| Oct 28, 2023 | Biraj sarmah |
The Inner Workings of Neural Network |7|
You might wonder why I initially introduced this network with the goal of capturing edges and patterns. In reality, it doesn’t align with those intentions at all. This isn’t the ultimate objective but rather a foundational starting point.
Truth be told, this technology is somewhat dated, akin to research conducted in the 1980s and 1990s. Nonetheless, comprehending it is a prerequisite for grasping more advanced contemporary variations, and it undeniably demonstrates the capability to tackle intriguing problems. However, the deeper you delve into what these hidden layers truly accomplish, the less intelligent it appears.
Shifting the focus momentarily from how networks learn to how you learn – this only happens if you actively engage with the material here. One relatively simple task I encourage you to undertake is to pause for a moment and contemplate potential modifications you’d implement to enhance the system’s ability to discern edges and patterns in images.

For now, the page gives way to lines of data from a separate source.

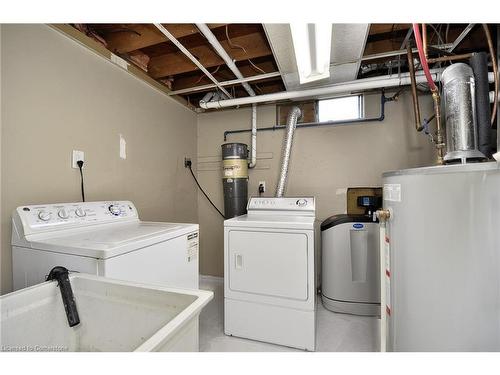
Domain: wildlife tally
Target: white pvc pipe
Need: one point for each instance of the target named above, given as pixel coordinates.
(492, 97)
(205, 30)
(185, 51)
(339, 88)
(226, 83)
(383, 313)
(253, 150)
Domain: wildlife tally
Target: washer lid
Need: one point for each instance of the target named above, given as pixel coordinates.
(272, 221)
(112, 240)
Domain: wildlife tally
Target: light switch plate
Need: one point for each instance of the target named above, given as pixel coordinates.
(77, 155)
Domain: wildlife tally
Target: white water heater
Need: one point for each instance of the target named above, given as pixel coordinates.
(443, 258)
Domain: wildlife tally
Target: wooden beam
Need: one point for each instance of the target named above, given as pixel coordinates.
(382, 28)
(130, 37)
(194, 80)
(177, 63)
(100, 50)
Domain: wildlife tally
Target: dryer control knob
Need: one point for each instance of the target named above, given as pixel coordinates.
(115, 210)
(80, 212)
(44, 215)
(301, 202)
(63, 214)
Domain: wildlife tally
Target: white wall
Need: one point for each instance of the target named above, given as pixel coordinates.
(57, 96)
(324, 161)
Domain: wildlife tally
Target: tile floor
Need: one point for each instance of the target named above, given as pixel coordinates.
(335, 332)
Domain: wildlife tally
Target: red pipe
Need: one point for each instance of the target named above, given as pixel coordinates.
(423, 60)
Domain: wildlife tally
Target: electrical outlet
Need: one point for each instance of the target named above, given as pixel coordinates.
(263, 184)
(77, 155)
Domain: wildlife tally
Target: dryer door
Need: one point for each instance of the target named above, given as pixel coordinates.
(269, 263)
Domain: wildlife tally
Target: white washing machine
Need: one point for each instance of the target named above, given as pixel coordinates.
(269, 272)
(102, 238)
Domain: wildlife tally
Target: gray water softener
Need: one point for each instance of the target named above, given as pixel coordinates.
(235, 179)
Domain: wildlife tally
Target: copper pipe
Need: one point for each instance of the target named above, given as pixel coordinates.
(463, 56)
(440, 144)
(424, 39)
(495, 70)
(414, 94)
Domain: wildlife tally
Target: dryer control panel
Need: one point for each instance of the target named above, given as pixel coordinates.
(304, 206)
(48, 217)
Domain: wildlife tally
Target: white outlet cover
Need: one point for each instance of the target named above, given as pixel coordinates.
(264, 184)
(77, 155)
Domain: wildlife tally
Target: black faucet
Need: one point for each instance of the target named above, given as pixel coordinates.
(61, 275)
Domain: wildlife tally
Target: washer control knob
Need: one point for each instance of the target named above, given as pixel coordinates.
(80, 212)
(115, 210)
(63, 214)
(44, 215)
(301, 202)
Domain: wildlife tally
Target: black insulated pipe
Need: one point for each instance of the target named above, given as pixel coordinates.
(61, 274)
(479, 65)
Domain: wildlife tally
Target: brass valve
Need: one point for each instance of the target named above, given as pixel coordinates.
(383, 215)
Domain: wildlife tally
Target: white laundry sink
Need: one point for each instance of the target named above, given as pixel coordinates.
(114, 316)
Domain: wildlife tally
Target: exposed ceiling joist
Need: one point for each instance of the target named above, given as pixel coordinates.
(192, 80)
(176, 63)
(131, 37)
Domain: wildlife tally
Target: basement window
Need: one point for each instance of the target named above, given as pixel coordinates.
(339, 109)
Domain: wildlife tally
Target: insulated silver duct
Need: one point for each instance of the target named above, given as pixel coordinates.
(291, 123)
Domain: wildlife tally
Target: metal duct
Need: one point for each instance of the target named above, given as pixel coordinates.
(460, 113)
(291, 123)
(479, 65)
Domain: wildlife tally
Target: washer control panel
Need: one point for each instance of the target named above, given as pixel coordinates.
(292, 204)
(41, 217)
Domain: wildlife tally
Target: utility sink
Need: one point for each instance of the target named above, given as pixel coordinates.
(114, 315)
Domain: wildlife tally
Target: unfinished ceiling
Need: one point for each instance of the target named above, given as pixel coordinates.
(358, 51)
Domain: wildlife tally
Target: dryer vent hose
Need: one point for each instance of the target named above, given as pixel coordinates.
(291, 123)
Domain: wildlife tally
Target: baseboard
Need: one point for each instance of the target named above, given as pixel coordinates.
(216, 279)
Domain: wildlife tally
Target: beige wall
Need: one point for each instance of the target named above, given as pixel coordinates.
(324, 161)
(58, 96)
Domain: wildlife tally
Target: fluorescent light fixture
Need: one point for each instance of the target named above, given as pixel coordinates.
(312, 43)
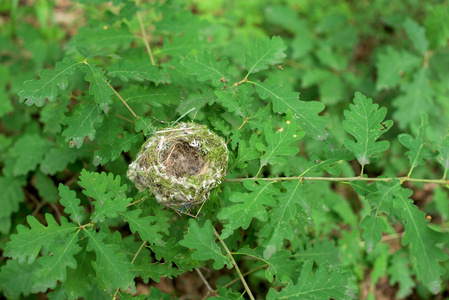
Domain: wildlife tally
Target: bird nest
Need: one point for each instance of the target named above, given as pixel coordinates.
(180, 165)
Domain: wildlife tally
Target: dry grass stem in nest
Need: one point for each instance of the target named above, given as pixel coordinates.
(180, 165)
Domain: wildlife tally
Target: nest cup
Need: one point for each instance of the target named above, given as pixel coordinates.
(180, 165)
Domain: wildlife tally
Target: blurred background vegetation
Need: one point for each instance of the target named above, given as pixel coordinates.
(395, 52)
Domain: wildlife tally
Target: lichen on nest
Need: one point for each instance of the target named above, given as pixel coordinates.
(180, 165)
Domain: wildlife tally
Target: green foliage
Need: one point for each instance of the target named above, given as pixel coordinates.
(203, 241)
(366, 123)
(322, 189)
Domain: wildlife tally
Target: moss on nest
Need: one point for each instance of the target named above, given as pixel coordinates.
(180, 165)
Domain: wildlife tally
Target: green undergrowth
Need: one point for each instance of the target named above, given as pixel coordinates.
(335, 115)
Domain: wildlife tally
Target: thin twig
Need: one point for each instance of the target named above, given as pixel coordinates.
(245, 274)
(144, 36)
(204, 280)
(135, 256)
(135, 202)
(250, 294)
(123, 118)
(342, 179)
(56, 209)
(124, 102)
(138, 251)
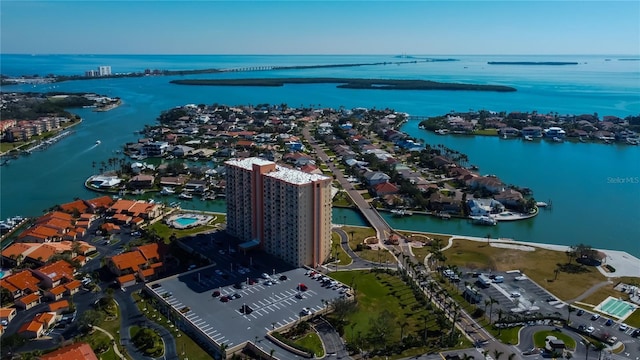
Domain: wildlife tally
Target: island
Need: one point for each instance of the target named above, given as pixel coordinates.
(531, 126)
(349, 83)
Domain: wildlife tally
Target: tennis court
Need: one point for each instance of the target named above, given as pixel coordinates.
(616, 308)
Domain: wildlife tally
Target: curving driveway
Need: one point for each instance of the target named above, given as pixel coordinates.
(130, 315)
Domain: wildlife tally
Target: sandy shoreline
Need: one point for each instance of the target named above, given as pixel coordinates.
(624, 263)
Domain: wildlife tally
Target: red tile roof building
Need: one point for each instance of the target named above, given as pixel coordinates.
(77, 351)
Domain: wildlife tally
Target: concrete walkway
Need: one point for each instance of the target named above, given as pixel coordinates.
(590, 291)
(115, 344)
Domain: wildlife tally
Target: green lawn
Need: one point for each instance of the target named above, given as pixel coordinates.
(184, 343)
(540, 336)
(633, 319)
(312, 341)
(486, 132)
(376, 292)
(343, 258)
(342, 200)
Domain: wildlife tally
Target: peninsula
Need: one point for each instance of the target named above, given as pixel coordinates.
(349, 83)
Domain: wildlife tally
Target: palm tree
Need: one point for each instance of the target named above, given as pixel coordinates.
(570, 309)
(223, 350)
(491, 302)
(497, 354)
(425, 317)
(402, 327)
(599, 347)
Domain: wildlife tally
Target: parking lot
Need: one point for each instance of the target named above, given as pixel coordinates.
(241, 296)
(516, 293)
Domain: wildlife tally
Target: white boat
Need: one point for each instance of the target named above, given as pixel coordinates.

Even better, to actively engage with the material, I highly recommend Michael Nielsen’s book on Deep Learning and Neural Networks. In this resource, you can access the code and data for this specific example and receive a step-by-step walkthrough of the code’s operation.
What’s particularly fantastic is that this book is freely available to the public. If you find value in it, consider joining me in making a donation to support Nielsen’s contributions. I’ve also included links to a couple of other resources I find highly valuable in the description, including a remarkable blog post by Chris Olah and articles in Distil.
To wrap things up for the final few minutes, I’d like to write a snippet from a previous blog post where we discusses two recent papers that delve into how some of the more contemporary image recognition networks actually learn.
Just to pick up from where we left off in our conversation, the first paper took one of these incredibly deep neural networks that excel at image recognition. Instead of training it on a properly labeled dataset, they decided to shuffle all the labels around before the training process. Naturally, the testing accuracy would be no better than random, given that everything was essentially randomly labeled.
However, here’s the kicker – it still managed to achieve the same level of training accuracy as it would on a properly labeled dataset. This essentially implies that the millions of weights in this network were sufficient for it to just memorize the random data. This raises an intriguing question – does minimizing this cost function truly correspond to any form of structure in the image, or is it merely about memorizing the dataset’s correct classifications?
Fast forward a few months to ICML this year, there wasn’t exactly a rebuttal paper, but rather a paper that addressed some aspects of this. It revealed that these networks are actually doing something more intelligent than mere memorization. When you examine the accuracy curve, training on a random dataset resulted in a gradual decrease, almost linear in fashion. This means you struggle to discover the local minima that lead to the right weights for that accuracy.
Conversely, when training on a structured dataset with correct labels, you initially go through some adjustments, but then rapidly descend to reach the desired accuracy level. In a sense, it’s easier to find that local maximum when the data has structure.
This also brings to light another paper from a couple of years ago. While it contains many simplifications regarding the network layers, one of its significant findings was that if you scrutinize the optimization landscape, the local minima that these networks typically learn are of equal quality. In other words, if your dataset is structured you should be able to find that much more easily.